And they’re off! Secretariat is now on Blu-ray and DVD in a wonderful combo pack. The film serves as biography of the legendary racehorse’s owner Penny Chenery, how she came to acquire the animal, and the almost impossible true story of how her champion steed became known as one of the greatest equine athletes that ever lived.
The film opens with Penny Chenery (Diane Lane), a traditional housewife and mother who is tending to her family. She then gets a call that her mother has passed away. This then results in Penny inheriting her parents’ Meadow Stables located in Virginia. Penny has no experience running a stable nor does she have any knowledge of horseracing so she enlists the help of veteran horse trainer Lucien Laurin (John Malkovich), an eccentric but highly capable individual. Joining them in their adventure is seasoned jockey Ron Turcotte (Otto Thorwarth), friend Elizabeth Hamm (Margo Martindale), and investor Ogden Phipps (James Cromwell). With the help of these people, Penny beats the odds and trains her new horse Secretariat to be an absolute success.
Diane Lane plays the middle-class Penny Chenery very well. She is competing in a male dominated world, the world of thoroughbred horseracing but she handles herself, and her horse with poise, and unyielding confidence. John Malkovich is a hoot as the odd yet talented Lucien Laurin. He also serves as part of the film’s comic relief. Margo Martindale provides fine support to the cast as the helpful Elizabeth Hamm as does Nelsan Ellis as Eddie Sweat, Secretariat’s groom and closest “friend.” Other support comes from fine actors James Cromwell as the wealthy Ogden Phipps, Otto Thorwarth as the determined jockey who rides Secretariat in each race.

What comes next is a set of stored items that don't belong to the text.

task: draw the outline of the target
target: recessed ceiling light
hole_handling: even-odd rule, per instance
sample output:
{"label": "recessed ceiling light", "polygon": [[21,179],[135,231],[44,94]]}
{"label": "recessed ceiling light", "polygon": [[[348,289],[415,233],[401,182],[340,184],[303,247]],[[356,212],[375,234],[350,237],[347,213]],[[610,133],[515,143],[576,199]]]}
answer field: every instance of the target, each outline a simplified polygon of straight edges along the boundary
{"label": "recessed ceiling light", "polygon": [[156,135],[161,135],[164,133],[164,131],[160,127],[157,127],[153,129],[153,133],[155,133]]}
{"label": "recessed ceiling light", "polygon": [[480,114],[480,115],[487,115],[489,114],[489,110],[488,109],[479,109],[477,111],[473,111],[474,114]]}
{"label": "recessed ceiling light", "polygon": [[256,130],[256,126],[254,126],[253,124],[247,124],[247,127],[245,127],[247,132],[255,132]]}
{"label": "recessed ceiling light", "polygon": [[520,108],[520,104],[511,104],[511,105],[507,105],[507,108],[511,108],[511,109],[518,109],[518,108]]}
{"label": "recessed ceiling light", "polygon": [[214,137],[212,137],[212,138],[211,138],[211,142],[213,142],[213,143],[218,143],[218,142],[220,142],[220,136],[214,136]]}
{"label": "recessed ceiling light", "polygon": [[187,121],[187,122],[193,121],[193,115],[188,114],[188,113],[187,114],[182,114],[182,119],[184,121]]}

Scott Glenn adds a touch of class as Penny’s ailing father. Dylan Walsh is a little 2-dimensional as Penny’s husband, and Kevin Connolly is okay as journalist/author Bill Nack.

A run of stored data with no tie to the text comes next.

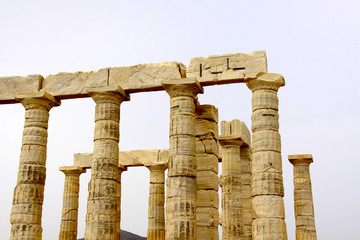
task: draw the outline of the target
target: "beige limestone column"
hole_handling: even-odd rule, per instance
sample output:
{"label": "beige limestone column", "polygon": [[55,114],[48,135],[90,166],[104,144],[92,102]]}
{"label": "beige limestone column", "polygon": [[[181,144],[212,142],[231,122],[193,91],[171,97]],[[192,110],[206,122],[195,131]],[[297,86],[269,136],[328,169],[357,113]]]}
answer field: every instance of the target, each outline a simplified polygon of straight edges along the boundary
{"label": "beige limestone column", "polygon": [[85,239],[120,239],[120,104],[129,96],[119,87],[87,90],[96,108]]}
{"label": "beige limestone column", "polygon": [[65,174],[63,208],[61,213],[60,240],[76,240],[79,209],[80,174],[86,172],[81,167],[60,167]]}
{"label": "beige limestone column", "polygon": [[238,119],[221,122],[222,239],[252,239],[250,132]]}
{"label": "beige limestone column", "polygon": [[280,74],[246,76],[252,91],[253,239],[287,239],[277,91],[285,85]]}
{"label": "beige limestone column", "polygon": [[252,198],[251,198],[251,149],[249,146],[240,148],[241,159],[241,203],[243,240],[252,239]]}
{"label": "beige limestone column", "polygon": [[167,163],[152,163],[150,170],[149,211],[148,211],[148,240],[165,239],[165,170]]}
{"label": "beige limestone column", "polygon": [[162,85],[170,95],[165,239],[196,239],[195,99],[203,89],[194,79]]}
{"label": "beige limestone column", "polygon": [[310,163],[311,154],[289,155],[294,166],[294,207],[296,221],[296,239],[316,240],[314,204],[311,190]]}
{"label": "beige limestone column", "polygon": [[60,101],[44,91],[18,94],[15,98],[26,112],[10,239],[41,239],[49,111]]}
{"label": "beige limestone column", "polygon": [[218,109],[196,105],[197,240],[219,239]]}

Director Randall Wallace has definitely captured the fun, and excitement of Secretariat’s unbelievable yet true story. He paints a beautiful picture with each shot. The scenes of the horse track at dawn are pleasant and genuinely exquisite. The same can be said for the film’s musical score. Composer Nick Glennie-Smith has scored Secretariat in a way that is both triumphant and reflective. There are scenes that warrant bold and heroic fanfare then there are scenes that are more quiet and contemplative.
The script for Secretariat is rather generic and lighthearted, typical Disney. Mike Rich has had a rather successful career writing screenplays that showcase underdogs, and characters that achieve stardom through trials and tribulations. His previous works include Finding Forrester,The Rookie, Radio, Miracle, Invincible, and The Nativity Story.
I’m not going to lie, I enjoyed Secretariat. Sure, there are many similarities between this andSeabiscuit and rightfully so. Both films are about horseracing. Both are about the relationship between man and animal and both films have a syrupy optimistic message. It’s a bit clichéd but you know what? It works. Secretariat is a fine film and is sure to win over families at home. If you love horses or just love a good movie, this Blu-ray/DVD combo pack is for you. Secretariatwould be a welcome addition to anyone’s film collection.
Blu-ray Bonus Features
The bonus features for Secretariat are very good. There are sneak peeks of other Disney films. There are three featurettes. The first one is called Heart of a Champion and is a behind the scenes look at the making of the film. The second featurette is called Choreographing the Races and it details how the filmmakers recreated the horse races for the movie. The last featurette is called A Director’s Inspiration: A Conversation with the Real Penny Chenery and it is a wonderful interview between director Randall Wallace and the real life Penny Chenery. There is an audio commentary track with director Wallace, eight deleted scenes, a music video – A.J. Michalka “It’s Who You Are”, and a Secretariat Multi-Angle Simulation which shows Secretariat’s triumphant 1973 Preakness Run from five different perspectives.